Phoenix Hatchling said:


> I am also in Connecticut and have see those offers. Looking at the dialog here, it seems I should revisit this service offer. Where do I contact to have this done? CL&P?



go to the CLP website and search for Home Energy Solutions.  They should have information there with approved vendors.  The one that i am looking at is 
www.ecosmartct.com

its a flat rate of 99 for oil heat and 75 for gas/electric.  they should be charging for more than that.


----------



## laynes69 (Nov 13, 2013)

Here, our current electric co-op does it for free. We had a blower door test done, and what I thought was a tight home, proved to be the opposite. Like one of the other posters said, I would have been glad to pay the 100.00 if they charged it. Hands down, the best thing we did for our home.


----------



## mass_burner (Nov 13, 2013)

weatherguy said:


> MB. exactly what did they do with the recessed lights? I have 8 and they didn't do anything with mine and they're a sieve.



Since they cannot insulate them, they insulate around them and build up a wall of insulation on all four sides, very time consuming. Of course they seal around them too. The post inspection by mass save found they forgot two by the sink. So they had to come back and do those too. Did you get a post inspection?


----------



## Grisu (Nov 13, 2013)

rygar said:


> sounds like i need to schedule an appointment



If I would be you I would have called them the minute I read that offer. Just the CFL bulb replacements alone would pay for the $100. Up here I would need to pay $300 to $400 just for the audit, all the improvements would be added to the bill. Each situation is different but I doubt it will take you more than a few months to recoup the $100, after that it is all savings in your pocket.


----------



## woodgeek (Nov 14, 2013)

Yes.  Do it.  The going price for this sort of thing, just for a report, was $500 until a few years ago.  I just had an audit, just a report, for $150.  The work done afterwards is saving me $600/yr, and I started out well insulated and airsealed.

The data collection takes up to 3-4 hours, and writing the report takes another 3-5 hours.  You are getting 8 hours of pro work for $100.


----------



## ailanthus (Nov 16, 2013)

That is a tremendous deal.  I spent ~$300 just for the blower door test and I felt that was well worth it, because tightening the ole farmhouse a bit allowed me to go to 100% wood heat.

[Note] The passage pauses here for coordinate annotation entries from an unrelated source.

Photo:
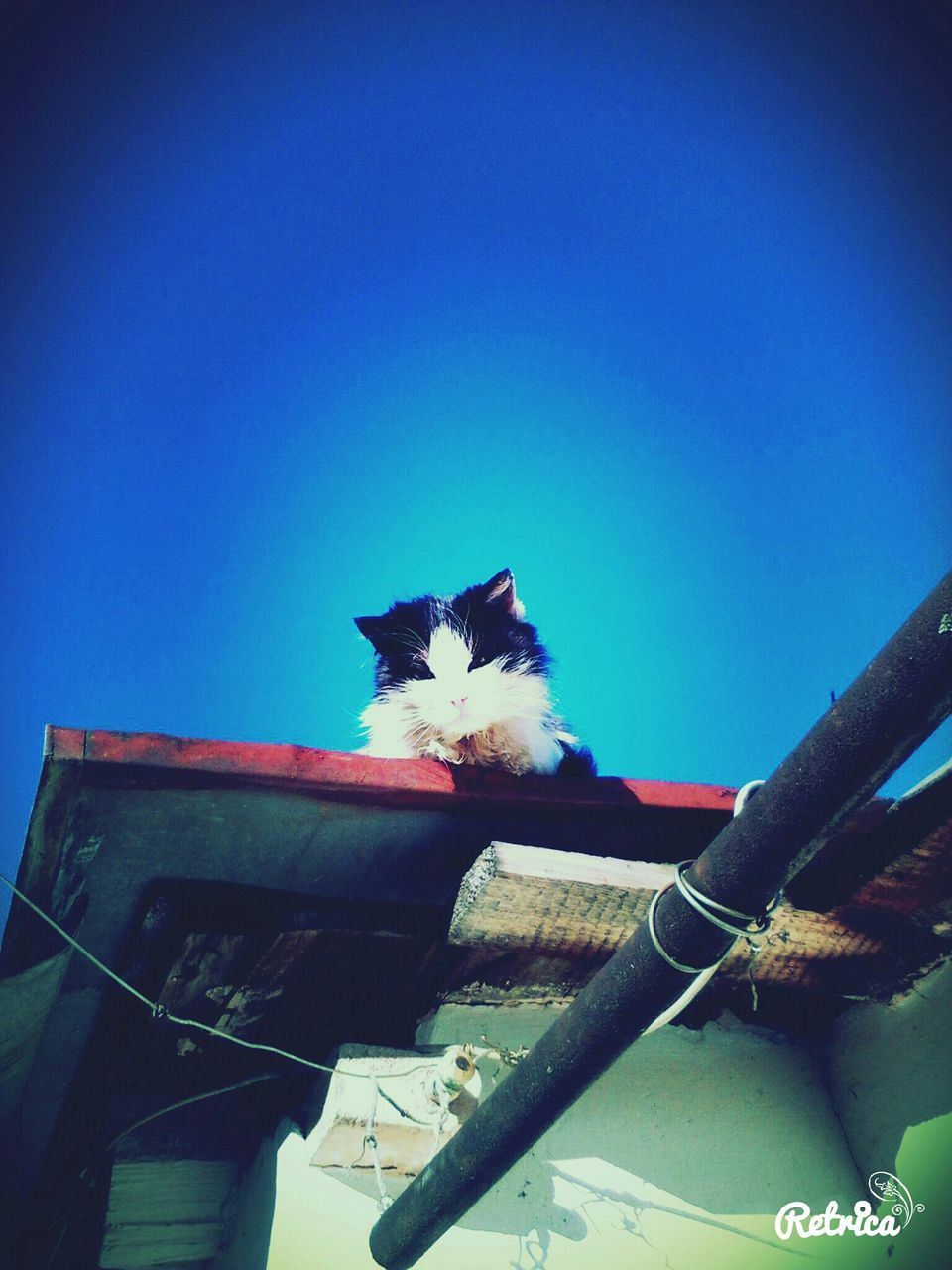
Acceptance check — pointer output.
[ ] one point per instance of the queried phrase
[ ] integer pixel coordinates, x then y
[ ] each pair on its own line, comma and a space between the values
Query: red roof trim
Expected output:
361, 778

Ugh, well, not the first time I've been jealous of the incentives that the bigger city utilities offer.


----------



## semipro (Nov 16, 2013)

The $300 we paid to have one done was well worth it.  The infrared survey was really revealing.


----------



## sesmith (Nov 18, 2013)

Smokin' deal.  Besides, anything you do to better air seal and insulate your home will make it more comfortable, no matter what you heat with.


----------



## Nutmeg Warrior (Nov 19, 2013)

I'm in CT and I just signed up for the audit through CL&P's website. $99 for us as we have oil heat. I think it's even cheaper if you have natural gas.  We have a similar house as OP - late 60s ranch. I will let you know how it goes.


----------



## jjs777_fzr (Nov 19, 2013)

I had Dr Energy come out a few weeks ago.  There's quite a few videos on YT out there and they seem to be reputable and do quality work.   The audit was free and the guy offered what I thought was sound advice.
I ended up contracting out to them for applying closed cell foam over my old stone basement walls from floor to rim joists.  I also had them foam the rim joists around the newer part of my basement = 85 linear feet.   They also did a very cold crawl space cinder block wall.    To say the difference was noticeable is an understatement.  I find myself walking around with my centech ir thermometer and shooting various places.   What an improvement.   I also blew in cellulose insulation into previously uninsulated walls on my first floor.  (Note...if you have a old house with 'balloon framing' then run don't walk to the box store and get some insulation).  I think I will easily burn less wood,coal or pellets this year.
Sorry for the rant but maybe it will help convince others to insulate better.  I just walked around before throwing more wood in the fire - thinking I dont have time to worry about air leaks.


----------



## jeffesonm (Nov 20, 2013)

anyone in NJ recommend a decent company?


----------